The genes related to the biofilm formation are atlE, icaA, icaD, icaB and icaC, aap, fbe as well as the empb. Those genes are only expressed in CoNS strains which are forming biofilm and not in commensal organisms. The expression of biofilm-specific genes can be detected by feasible molecular methods like reverse transcriptase and quantitative polymerase chain reaction. Our research aim is to compare the expression of these genes in strains isolated from joint aspirates and skin from infected and non-infected patients.

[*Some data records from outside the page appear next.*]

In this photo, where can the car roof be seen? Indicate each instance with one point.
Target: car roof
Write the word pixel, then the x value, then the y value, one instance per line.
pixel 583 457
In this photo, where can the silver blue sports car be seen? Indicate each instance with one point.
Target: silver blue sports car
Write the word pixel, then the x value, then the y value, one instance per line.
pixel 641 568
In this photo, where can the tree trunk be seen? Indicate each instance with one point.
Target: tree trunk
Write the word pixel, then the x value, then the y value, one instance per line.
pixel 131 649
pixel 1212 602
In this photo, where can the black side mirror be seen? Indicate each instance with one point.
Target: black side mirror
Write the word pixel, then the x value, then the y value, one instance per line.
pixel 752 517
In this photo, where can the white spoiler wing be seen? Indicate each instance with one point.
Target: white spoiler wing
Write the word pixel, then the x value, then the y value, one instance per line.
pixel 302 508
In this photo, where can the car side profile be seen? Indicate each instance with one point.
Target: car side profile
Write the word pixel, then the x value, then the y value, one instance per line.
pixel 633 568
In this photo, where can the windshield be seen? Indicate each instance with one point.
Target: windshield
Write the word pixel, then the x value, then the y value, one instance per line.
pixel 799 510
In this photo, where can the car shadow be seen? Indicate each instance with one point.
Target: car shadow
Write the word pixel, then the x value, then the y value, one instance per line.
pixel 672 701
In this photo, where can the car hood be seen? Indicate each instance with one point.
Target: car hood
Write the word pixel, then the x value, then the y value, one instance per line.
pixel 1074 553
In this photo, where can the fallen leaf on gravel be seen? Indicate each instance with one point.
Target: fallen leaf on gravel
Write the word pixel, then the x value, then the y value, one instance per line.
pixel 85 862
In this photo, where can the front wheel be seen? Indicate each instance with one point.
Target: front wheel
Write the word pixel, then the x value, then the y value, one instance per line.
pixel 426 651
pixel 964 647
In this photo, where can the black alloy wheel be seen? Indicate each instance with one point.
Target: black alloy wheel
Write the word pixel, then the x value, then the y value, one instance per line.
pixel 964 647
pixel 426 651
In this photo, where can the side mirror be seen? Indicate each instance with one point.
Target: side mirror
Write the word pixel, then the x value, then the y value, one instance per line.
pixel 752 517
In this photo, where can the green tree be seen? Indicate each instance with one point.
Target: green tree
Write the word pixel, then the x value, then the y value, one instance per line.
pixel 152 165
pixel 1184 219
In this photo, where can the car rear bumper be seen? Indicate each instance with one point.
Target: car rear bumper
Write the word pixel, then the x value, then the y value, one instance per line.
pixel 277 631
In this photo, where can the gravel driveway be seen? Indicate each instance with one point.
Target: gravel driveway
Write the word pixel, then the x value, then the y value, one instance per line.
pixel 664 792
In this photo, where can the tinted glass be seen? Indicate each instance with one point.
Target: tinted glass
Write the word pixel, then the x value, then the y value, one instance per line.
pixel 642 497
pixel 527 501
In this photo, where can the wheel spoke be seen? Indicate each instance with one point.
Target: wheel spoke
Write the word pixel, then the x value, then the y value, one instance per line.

Today, no diagnostic methods are able to inform if the infecting strains form a biofilm. Also, misdiagnosis involving contamination by skin commensal strains during the collection of samples is problematic and lead to higher morbidity and mortality rates of patients. The knowledge obtained with this project will help distinguishing infection caused by biofilm formation from skin contamination. This method can help avoid false positive diagnostics and also provide new insights on the future development of diagnostic methods and vaccines against coagulase-negative Staphylococci infection.